Katniss, eu, Haymitch, Johanna, Annie e um pacificador ficamos no mesmo grupo. Effie queria vir também, mas achamos melhor ela ficar com Posy em casa, caso as crianças aparecessem aqui. Partimos cada grupo rumando a lados opostos da colina, de modo que toda a área fosse vasculhada. Apesar de o dia ter sido ensolarado, a noite é fria, e as lágrimas ficam impossíveis de deter ao imaginar meus filhos perdidos por aí, com fome e frio. Mas secretamente eu desejo que eles estejam mesmo na colina ou na floresta, do que em outro lugar. Munidos de lanternas, vasculhamos a colina gritando por eles, ouvindo os gritos dos outros grupos. Mas não obtemos resposta alguma. Adentramos a floresta, e meu corpo começa a sofrer tremores que eu não sei explicar de onde vem. Seria meu lado ruim querendo vir a tona mais uma vez? Essa é uma coisa que nunca pode acontecer. Principalmente agora, enquanto Katniss soluça em meus braços, e fica mais desolada a cada passo que damos, a cada centímetro que chegamos perto do fim da floresta, e não encontramos nossos filhos.

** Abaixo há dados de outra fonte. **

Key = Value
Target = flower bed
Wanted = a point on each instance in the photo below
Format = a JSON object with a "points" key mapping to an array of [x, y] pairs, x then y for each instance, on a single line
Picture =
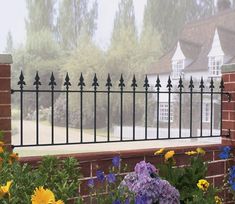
{"points": [[57, 180]]}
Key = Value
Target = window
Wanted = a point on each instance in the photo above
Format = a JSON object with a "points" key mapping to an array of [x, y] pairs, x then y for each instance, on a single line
{"points": [[163, 112], [215, 64], [177, 68], [206, 112]]}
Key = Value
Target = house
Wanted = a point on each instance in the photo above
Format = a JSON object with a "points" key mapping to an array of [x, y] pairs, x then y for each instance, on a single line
{"points": [[202, 48]]}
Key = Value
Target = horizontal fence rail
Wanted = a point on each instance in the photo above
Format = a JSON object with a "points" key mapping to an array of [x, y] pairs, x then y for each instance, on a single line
{"points": [[120, 91]]}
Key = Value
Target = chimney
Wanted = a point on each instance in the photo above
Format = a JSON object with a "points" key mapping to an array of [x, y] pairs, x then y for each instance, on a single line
{"points": [[222, 5]]}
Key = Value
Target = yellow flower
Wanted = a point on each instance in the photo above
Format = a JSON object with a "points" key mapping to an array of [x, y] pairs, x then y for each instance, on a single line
{"points": [[191, 153], [160, 151], [200, 151], [169, 155], [13, 157], [218, 200], [4, 190], [203, 184], [44, 196]]}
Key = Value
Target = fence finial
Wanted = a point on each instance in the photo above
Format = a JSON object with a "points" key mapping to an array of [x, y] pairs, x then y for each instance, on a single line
{"points": [[52, 82], [146, 83], [211, 84], [134, 84], [81, 81], [180, 86], [169, 84], [109, 83], [158, 83], [21, 81], [67, 81], [95, 82], [121, 84], [202, 84], [191, 85], [37, 82]]}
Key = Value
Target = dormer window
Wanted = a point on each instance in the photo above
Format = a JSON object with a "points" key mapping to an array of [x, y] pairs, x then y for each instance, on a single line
{"points": [[178, 62], [177, 68], [215, 64], [215, 56]]}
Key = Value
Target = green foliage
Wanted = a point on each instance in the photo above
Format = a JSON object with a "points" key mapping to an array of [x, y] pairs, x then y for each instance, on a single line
{"points": [[75, 19], [168, 17], [40, 15], [61, 176], [185, 179]]}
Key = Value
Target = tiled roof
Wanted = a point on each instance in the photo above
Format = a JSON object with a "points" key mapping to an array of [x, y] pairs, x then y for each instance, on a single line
{"points": [[196, 40]]}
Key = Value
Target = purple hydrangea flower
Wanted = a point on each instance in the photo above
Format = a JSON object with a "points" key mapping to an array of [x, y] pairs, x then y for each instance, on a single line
{"points": [[100, 175], [91, 183], [111, 177], [117, 202], [148, 189], [116, 161]]}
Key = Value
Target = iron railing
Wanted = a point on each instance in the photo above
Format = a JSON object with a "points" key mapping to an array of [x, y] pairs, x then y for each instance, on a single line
{"points": [[180, 90]]}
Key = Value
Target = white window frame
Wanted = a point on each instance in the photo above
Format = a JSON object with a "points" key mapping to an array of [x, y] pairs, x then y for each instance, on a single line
{"points": [[206, 112], [163, 112], [215, 64], [177, 68]]}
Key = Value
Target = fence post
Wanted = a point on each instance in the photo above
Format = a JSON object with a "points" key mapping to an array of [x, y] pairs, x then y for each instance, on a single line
{"points": [[5, 97], [228, 107]]}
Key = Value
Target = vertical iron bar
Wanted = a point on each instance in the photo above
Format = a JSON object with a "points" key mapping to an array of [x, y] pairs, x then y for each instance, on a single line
{"points": [[191, 86], [37, 83], [21, 82], [81, 84], [121, 85], [211, 119], [108, 85], [134, 85], [67, 84], [67, 115], [180, 86], [52, 83], [221, 102], [146, 85], [158, 85], [201, 87], [95, 84], [21, 116], [169, 86]]}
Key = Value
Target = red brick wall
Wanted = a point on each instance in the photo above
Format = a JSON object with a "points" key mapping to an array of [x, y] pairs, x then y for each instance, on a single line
{"points": [[88, 162], [228, 114], [5, 97]]}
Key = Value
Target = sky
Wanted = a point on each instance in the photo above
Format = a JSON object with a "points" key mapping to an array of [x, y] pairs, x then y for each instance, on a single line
{"points": [[13, 14]]}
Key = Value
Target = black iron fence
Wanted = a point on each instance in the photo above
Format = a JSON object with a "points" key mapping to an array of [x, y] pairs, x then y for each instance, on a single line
{"points": [[181, 89]]}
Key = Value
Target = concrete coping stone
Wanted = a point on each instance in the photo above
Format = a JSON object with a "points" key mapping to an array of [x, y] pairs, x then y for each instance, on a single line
{"points": [[227, 68], [6, 59]]}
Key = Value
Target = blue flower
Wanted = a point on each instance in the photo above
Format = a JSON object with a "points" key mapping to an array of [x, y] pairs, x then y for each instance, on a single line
{"points": [[225, 154], [100, 175], [111, 178], [117, 202], [116, 161], [91, 183], [233, 186]]}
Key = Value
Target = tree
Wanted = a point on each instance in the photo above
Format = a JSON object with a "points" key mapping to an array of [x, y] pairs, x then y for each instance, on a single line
{"points": [[9, 45], [40, 15], [74, 20], [168, 17]]}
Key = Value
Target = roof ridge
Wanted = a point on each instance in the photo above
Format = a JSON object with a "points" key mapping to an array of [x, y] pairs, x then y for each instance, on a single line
{"points": [[226, 29], [190, 42], [198, 22]]}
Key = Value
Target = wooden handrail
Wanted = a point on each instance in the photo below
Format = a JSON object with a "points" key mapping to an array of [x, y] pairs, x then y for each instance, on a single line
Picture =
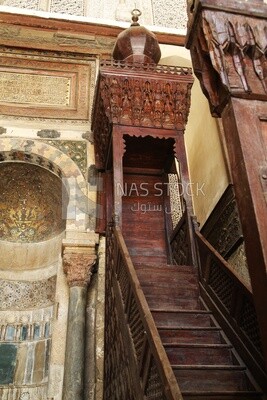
{"points": [[205, 246], [231, 299], [152, 368]]}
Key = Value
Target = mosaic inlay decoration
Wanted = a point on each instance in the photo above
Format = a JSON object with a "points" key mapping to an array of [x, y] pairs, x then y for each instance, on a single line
{"points": [[34, 89], [31, 208]]}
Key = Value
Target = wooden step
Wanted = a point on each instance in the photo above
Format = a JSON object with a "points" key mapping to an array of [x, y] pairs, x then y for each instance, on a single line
{"points": [[166, 302], [142, 233], [181, 318], [212, 379], [163, 279], [158, 267], [171, 292], [199, 354], [222, 395], [139, 257], [192, 335]]}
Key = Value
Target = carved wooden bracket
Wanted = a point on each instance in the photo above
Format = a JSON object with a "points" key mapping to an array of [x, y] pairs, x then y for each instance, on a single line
{"points": [[139, 95], [229, 52], [78, 268]]}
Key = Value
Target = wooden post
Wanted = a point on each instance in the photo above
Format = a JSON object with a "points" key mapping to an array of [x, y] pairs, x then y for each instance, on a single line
{"points": [[225, 43], [117, 142]]}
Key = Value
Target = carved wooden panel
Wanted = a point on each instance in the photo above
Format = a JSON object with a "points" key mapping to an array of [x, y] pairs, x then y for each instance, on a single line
{"points": [[223, 227], [229, 52], [139, 96]]}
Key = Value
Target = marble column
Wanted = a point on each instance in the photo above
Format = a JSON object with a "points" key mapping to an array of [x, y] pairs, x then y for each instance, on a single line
{"points": [[78, 268]]}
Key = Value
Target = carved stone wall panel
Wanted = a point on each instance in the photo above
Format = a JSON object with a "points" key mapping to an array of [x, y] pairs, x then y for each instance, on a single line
{"points": [[27, 392], [166, 14], [67, 7], [29, 4], [18, 295], [44, 88], [35, 89], [154, 12], [28, 317]]}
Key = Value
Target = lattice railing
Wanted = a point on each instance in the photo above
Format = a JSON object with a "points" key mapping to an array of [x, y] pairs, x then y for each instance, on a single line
{"points": [[136, 365], [182, 242], [232, 297]]}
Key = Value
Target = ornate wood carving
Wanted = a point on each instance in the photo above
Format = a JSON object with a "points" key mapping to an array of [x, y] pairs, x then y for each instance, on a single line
{"points": [[139, 95], [228, 52], [223, 228], [228, 45]]}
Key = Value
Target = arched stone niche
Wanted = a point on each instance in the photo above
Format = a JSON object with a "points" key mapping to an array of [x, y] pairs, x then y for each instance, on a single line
{"points": [[33, 203]]}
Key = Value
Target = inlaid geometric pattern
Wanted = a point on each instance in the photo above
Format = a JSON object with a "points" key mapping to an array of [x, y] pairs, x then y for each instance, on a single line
{"points": [[31, 208]]}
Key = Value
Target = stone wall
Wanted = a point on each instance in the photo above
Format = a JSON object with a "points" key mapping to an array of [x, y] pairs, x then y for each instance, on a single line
{"points": [[158, 13]]}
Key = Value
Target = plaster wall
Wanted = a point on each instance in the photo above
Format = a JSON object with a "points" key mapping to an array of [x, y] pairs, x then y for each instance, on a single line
{"points": [[205, 152]]}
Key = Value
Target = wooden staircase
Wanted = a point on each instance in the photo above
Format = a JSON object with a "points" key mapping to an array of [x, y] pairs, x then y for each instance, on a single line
{"points": [[204, 362]]}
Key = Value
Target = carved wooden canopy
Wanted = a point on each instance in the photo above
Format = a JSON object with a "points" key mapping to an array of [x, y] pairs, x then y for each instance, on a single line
{"points": [[139, 95], [228, 44]]}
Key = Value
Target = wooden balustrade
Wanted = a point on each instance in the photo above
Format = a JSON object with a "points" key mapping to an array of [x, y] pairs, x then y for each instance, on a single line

- Olhem... O que... é aquilo? – Annie pergunta, enquanto aponta sua lanterna para uma árvore que se encontra bem longe de onde estamos, e que já pertence ao distrito 13. Todos apontamos nossa lanterna na mesma direção, e Johanna é a primeira a sair em disparada. Ela chega até a árvore e fica de costas para nós, por um longo tempo. Até que cai de joelhos no chão, e seus soluços são audíveis. Todos já havíamos nos esgotado de chorar, mas Johanna não havia derramado uma lágrima sequer. Até agora. Katniss parece não ter forças nem coragem para ir até lá ver o que foi achado. Mas eu a pego em meu colo, e corro junto com os outros até Johanna. Assim que chegamos próximos a ela, Haymitch esmurra a árvore ao ver o que ela segura. Annie solta um gritinho, e começa a se balançar, murmurando algo inaudível entre suas lágrimas. Katniss decide descer de meu colo e se agacha ao lado de Johanna. E quando ela vê, o que causou tamanho desespero á todos, coloca o rosto entre as mãos e em seguida é abraçada por Johanna. Só então, tomo coragem para ver o que foi achado. No chão, onde johanna o colocou, está um grande pedaço do tecido do vestido que Prim estava usando quando desapareceu. E eu quase não consegui reconhecer a estampa, pois ele está completamente vermelho. E ninguém precisa me dizer que isso é sangue.

- O tecido estava enroscado num ponto muito alto. Algo, ou alguém estava a carregando – O pacificador diz, e toma o tecido nas mãos. – Melhor levar isso para o laboratório e tentar achar alguma digital, que não seja a de vocês que já o pegaram na mão.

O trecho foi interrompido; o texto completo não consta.